In this development tutorial series we are going to cover another new feature given to developers with the “Mango” SDK; Background Agents. Background agents give the ability for an application to run code in the background. This can be a reminder, toast notifications, or file transfers just to name a few. These background agents come in two flavors, either a Period Agents or Resource Intensive Agents. A periodic agent runs for brief period of time at a regular interval. A resource intensive agent runs for longer periods of time in a one-time occurrence. For this tutorial we are going to use a periodic agent in this tutorial to demonstrate how to implement and code it. Jump below for a look at the code and see how to implement a periodic agent.
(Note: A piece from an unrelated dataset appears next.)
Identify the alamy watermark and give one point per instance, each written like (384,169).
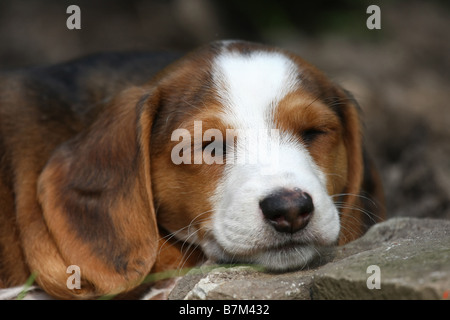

// WP7LDBStorage - Settings.xaml
// Grid where we bind checkbox
<!--ContentPanel - place additional content here-->
<Grid x:Name="ContentPanel" Grid.Row="1" Margin="12,0,12,0">
<CheckBox Content="Live Tile Enabled" Height="72" HorizontalAlignment="Left" Margin="8,39,0,0" Name="cbLiveTile" VerticalAlignment="Top" Width="444" Click="cbLiveTile_Click"/>
<TextBlock HorizontalAlignment="Left" Margin="8,8,0,0" TextWrapping="Wrap" Text="Live Tile" VerticalAlignment="Top"/>
<Button Content="Create Channel" Margin="8,138,8,0" VerticalAlignment="Top" Name="btnCreateChannel" Click="btnCreateChannel_Click" />
<CheckBox Content="Enable Background Agent" Height="72" HorizontalAlignment="Left" Margin="12,249,0,0" Name="cbBackgroundAgent" VerticalAlignment="Top" Width="436" IsThreeState="False" Checked="cbBackgroundAgent_Checked" Unchecked="cbBackgroundAgent_Unchecked" IsChecked="{Binding IsEnabled}"/>
<TextBlock Height="30" HorizontalAlignment="Left" Margin="6,102,0,0" Name="textBlock1" Text="Toast Notifications" VerticalAlignment="Top" />
<TextBlock Height="30" HorizontalAlignment="Left" Margin="9,216,0,0" Name="textBlock2" Text="Background Agents" VerticalAlignment="Top" />
</Grid>

This code above is from the “Settings.xaml” where we implement a new checkbox for the background agent to be enabled and disabled. For this particular tutorial we are going to Bind the checkbox to the IsEnabled and run a method in our code file to check it. This will allow us to eliminate the need to open an isolated storage file and store and retrieve data from it.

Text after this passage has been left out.